Relationship between the core-gene-based phylogeny and the pangenome-based clustering of the Sma complex strains. The upper tree is the core-gene-based ML tree shown in Fig. 4, and the lower dendrogram was constructed based on the cluster analysis of the pangenome (n=34 342) identified by Roary. Ward’s clustering method with Euclidean distance was used for the cluster analysis. The same strains present in the two trees are connected by coloured lines according to their clades.

Fig. 6.

Interclade differences in genome size and GC content. Genome size ranges (a) and GC content ranges (b) of SNP₁₀ clusters belonging to each clade. For multimember SNP₁₀ clusters, one strain was randomly selected from each cluster. Open diamonds in the boxplot indicate the mean values of each clade. Clades that show significant differences (P<0.01) compared to the clades marked by diamonds are indicated by short vertical lines. Lines are coloured according to the clade indicated by diamonds. Only the combinations that show significant interclade differences are shown. The numbers of total strains and SNP₁₀ clusters in each clade are shown at the bottom of (d). (c, d) The numbers of plasmid replicons and integrase genes found in the SNP₁₀ clusters belonging to each clade. Diamonds indicate the averages in each clade. (e) Correlations between genome size and GC content (left) and between genome size and the numbers of plasmid replicons (middle) or integrase genes (right) in nine clades that contained >10 members.
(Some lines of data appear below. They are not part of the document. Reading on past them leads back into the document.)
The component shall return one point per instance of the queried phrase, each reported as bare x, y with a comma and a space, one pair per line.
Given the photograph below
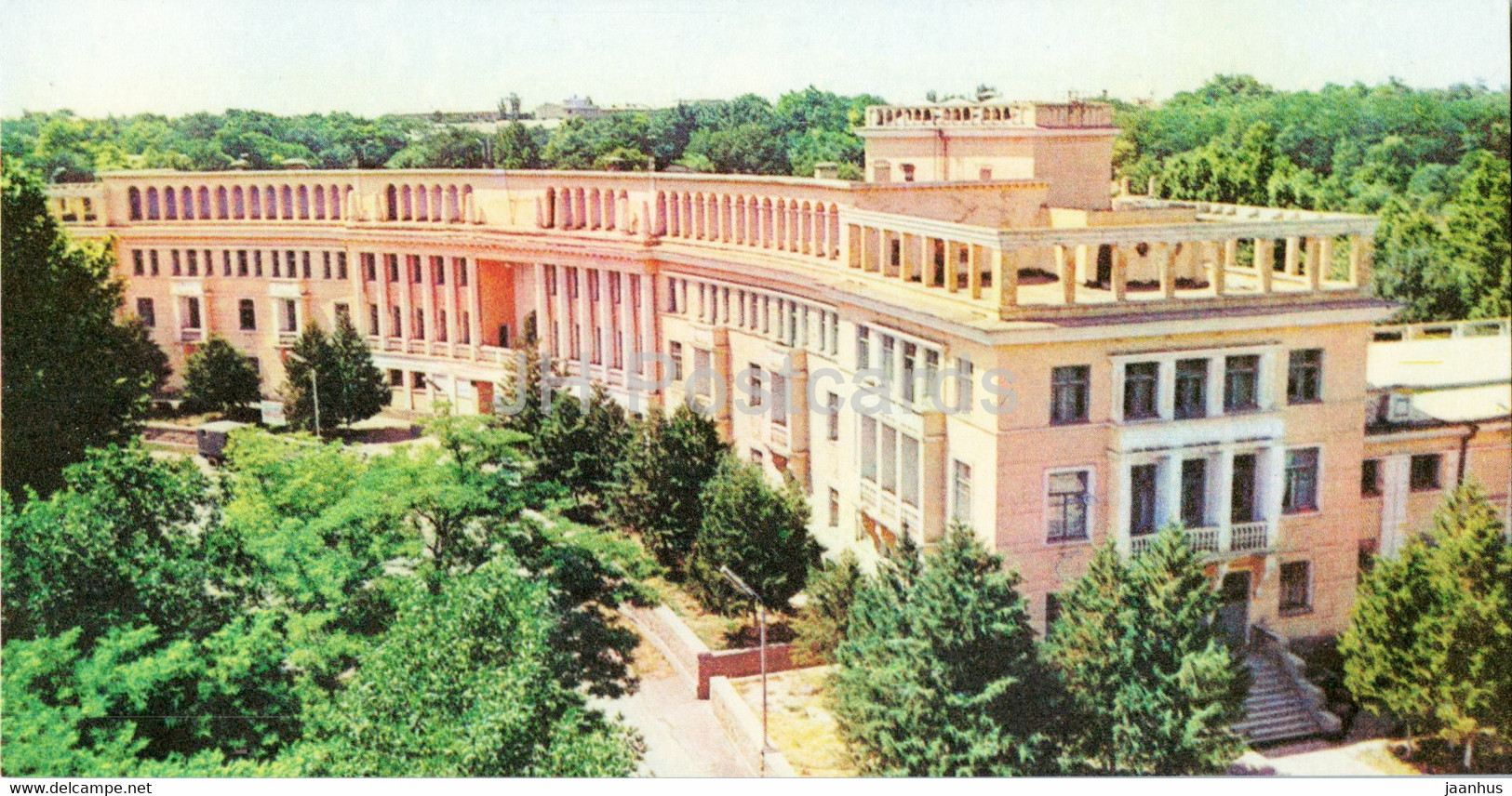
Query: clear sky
375, 56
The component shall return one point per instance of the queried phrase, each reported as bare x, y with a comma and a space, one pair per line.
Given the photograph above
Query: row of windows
246, 313
415, 268
418, 325
241, 261
1293, 599
793, 324
1071, 387
1423, 474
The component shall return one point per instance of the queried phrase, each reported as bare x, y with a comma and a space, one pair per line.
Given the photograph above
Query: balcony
1248, 537
1243, 538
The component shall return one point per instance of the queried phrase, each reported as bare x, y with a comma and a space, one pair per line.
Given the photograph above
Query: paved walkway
682, 736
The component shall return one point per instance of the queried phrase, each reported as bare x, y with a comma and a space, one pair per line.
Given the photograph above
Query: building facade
984, 338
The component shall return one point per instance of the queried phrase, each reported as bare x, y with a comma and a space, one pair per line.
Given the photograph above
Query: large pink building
1115, 363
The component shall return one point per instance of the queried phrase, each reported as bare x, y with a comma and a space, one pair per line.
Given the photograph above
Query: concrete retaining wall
742, 663
743, 725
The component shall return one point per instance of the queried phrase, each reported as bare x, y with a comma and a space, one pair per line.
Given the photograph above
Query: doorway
1234, 607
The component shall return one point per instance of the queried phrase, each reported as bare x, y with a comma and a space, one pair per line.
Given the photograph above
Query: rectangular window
1069, 390
1192, 389
868, 449
909, 470
1305, 377
1141, 390
754, 384
1241, 382
1142, 498
1195, 493
779, 399
1371, 478
1423, 474
1302, 481
960, 491
1296, 588
1241, 490
1066, 508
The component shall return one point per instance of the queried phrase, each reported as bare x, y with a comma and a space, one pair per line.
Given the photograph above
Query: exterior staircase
1281, 704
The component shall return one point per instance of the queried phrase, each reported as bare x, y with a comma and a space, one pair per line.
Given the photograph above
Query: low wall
670, 636
743, 727
743, 663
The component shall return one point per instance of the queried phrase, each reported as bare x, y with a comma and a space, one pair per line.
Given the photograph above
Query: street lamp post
761, 604
314, 391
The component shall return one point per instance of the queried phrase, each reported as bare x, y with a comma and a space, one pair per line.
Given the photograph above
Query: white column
1168, 505
474, 301
1214, 394
1221, 512
1166, 389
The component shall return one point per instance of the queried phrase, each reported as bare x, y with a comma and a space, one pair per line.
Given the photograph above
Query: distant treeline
1431, 162
747, 135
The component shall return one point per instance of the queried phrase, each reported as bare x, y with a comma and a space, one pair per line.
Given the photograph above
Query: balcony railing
1243, 537
1251, 537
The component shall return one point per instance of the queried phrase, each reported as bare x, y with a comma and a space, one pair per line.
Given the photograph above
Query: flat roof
1437, 365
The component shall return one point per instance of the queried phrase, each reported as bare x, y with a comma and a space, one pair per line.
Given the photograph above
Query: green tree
658, 484
467, 683
581, 442
756, 530
345, 381
1431, 639
1184, 687
220, 378
128, 538
824, 618
1086, 647
939, 675
74, 375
Linear regression lines and R-squared results are shown. In all panels, colours for each clade are the same as those in Figs. 3–5.

Fig. 7.

Proportions of the SNP₁₀ clusters isolated from clinical/hospital environmental sources in each clade and numbers of AMR genes in each SNP₁₀ cluster belonging to each clade. (a) The proportions of the SNP₁₀ clusters isolated from clinical/hospital environment samples in each clade. The dotted line indicates the proportion of clinical/hospital environment clusters in the entire strain set (73.8%). Note that the isolation sources of the strains belonging to the same SNP₁₀ clusters were the same for all multimember clusters. *; P<0.05, **; P<0.01. (b) The numbers of AMR genes in each SNP₁₀ cluster belonging to each clade. The numbers of AMR genes in multimember SNP₁₀ clusters were calculated as the average numbers in each SNP₁₀ cluster. The numbers of MDR strain-containing SNP₁₀ clusters, total SNP₁₀ clusters, MDR strains and total strains belonging to each clade are indicated at the bottom. In both panels, colours for each clade are the same as those in Figs. 3–6.

Fig. 8.

Distributions of AMR genes and FQR-conferring mutations in the Sma complex strains. The same ML tree and strain information on the clade and isolation source presented in Fig. 4 are shown here. Different mutations in the parC and parE genes are indicated by different colours. Carbapenemase and ESBL genes are marked by * and **, respectively.